Depending on your outlook, the US Treasury's bailout of General Motors, Chrysler (now FCA) and their financing divisions under the Troubled Asset Relief Program was either a complete boondoggle or a savvy move to secure the future of some major employers. Regardless of where you fall, the auto industry bailout has officially ended, and the numbers have been tallied. Of the $79.69 billion that the Feds invested to keep the automakers afloat, it recouped $70.43 billion – a net loss of $9.26 billion.

The final nail in the coffin for the auto bailout came in December 2014 when the Feds sold its shares in Ally Financial, formerly GMAC. The deal turned out pretty good for the government too because the investment turned a 2.4 billion profit. The actual automakers have long been out of the Treasury's hands, though. The current FCA paid back its loans six years early in 2011, the Treasury sold of the last shares of GM in late 2013.

According to The Detroit News, the government's books actually show an official loss on the auto bailouts of $16.56 billion. The difference is because the larger figure does not include the interest or dividends paid by the borrowers on the amount lent. While it's easy to see fault in any red ink on the Feds' massive investment, the number is less than some earlier estimates. At one time, deficits around $44 billion were thought possible, and another put things at a $20.3 billion loss.

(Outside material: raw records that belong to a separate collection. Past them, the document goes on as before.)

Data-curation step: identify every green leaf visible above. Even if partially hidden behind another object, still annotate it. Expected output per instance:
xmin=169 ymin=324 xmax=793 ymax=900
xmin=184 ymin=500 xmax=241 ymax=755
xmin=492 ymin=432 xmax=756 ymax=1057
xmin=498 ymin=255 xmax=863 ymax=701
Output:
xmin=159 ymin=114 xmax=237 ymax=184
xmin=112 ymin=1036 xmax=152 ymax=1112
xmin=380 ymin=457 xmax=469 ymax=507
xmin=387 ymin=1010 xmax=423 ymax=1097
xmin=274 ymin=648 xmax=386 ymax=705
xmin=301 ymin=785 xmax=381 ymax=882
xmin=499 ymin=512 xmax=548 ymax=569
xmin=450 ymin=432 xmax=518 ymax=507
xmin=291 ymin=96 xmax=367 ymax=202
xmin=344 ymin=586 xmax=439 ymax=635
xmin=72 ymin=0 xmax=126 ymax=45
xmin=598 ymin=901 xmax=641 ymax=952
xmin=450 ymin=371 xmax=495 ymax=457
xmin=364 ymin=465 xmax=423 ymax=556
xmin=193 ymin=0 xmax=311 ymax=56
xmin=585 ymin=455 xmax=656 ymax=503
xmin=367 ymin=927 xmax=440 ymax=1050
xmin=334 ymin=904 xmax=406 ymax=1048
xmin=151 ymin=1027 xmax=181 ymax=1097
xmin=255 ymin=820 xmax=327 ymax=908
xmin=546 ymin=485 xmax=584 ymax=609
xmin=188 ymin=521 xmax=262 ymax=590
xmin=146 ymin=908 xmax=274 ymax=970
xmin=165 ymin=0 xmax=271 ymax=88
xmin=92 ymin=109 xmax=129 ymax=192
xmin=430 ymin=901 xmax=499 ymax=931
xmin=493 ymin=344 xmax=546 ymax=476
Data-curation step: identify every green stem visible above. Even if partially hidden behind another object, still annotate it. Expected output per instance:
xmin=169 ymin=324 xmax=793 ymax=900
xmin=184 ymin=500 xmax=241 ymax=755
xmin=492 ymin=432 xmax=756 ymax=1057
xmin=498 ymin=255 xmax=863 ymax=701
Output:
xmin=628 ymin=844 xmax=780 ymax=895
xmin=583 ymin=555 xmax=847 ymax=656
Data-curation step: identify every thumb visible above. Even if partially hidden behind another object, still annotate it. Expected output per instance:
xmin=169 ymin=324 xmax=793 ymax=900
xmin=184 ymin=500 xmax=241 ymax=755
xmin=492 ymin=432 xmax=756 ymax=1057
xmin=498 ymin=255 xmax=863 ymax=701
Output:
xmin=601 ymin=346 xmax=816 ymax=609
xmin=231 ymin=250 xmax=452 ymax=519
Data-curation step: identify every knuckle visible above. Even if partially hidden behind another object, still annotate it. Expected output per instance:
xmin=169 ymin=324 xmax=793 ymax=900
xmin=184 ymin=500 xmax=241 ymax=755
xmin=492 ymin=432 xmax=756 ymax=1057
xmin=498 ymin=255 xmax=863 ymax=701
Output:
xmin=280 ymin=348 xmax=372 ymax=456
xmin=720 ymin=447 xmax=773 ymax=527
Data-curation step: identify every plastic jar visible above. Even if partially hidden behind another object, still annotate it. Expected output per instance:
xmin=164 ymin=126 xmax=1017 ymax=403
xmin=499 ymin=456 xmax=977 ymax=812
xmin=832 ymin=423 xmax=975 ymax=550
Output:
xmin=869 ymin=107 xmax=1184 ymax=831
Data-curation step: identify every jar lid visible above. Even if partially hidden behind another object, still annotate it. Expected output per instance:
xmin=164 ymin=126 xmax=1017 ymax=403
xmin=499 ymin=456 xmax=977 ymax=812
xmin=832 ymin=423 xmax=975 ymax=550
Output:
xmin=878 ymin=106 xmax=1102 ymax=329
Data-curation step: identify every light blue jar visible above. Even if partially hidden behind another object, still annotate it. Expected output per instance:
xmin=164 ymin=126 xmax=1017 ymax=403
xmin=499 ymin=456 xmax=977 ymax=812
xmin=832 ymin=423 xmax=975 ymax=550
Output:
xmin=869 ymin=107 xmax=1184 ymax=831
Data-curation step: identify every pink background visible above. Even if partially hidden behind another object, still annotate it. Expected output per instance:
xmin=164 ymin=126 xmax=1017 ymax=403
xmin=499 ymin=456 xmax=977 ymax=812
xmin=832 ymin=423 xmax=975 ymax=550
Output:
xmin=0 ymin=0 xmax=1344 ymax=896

Outside of just the government losing money, the bailouts might have helped the overall economy. A study from the Center for Automotive Research last year estimated that the program saved 2.6 million jobs and about $284.4 billion in personal wealth. It also indicated that the Feds' reduction in income tax revenue alone from Chrysler and GM going under could have been around $100 billion for just 2009 and 2010, significantly more than any loss in the bailout.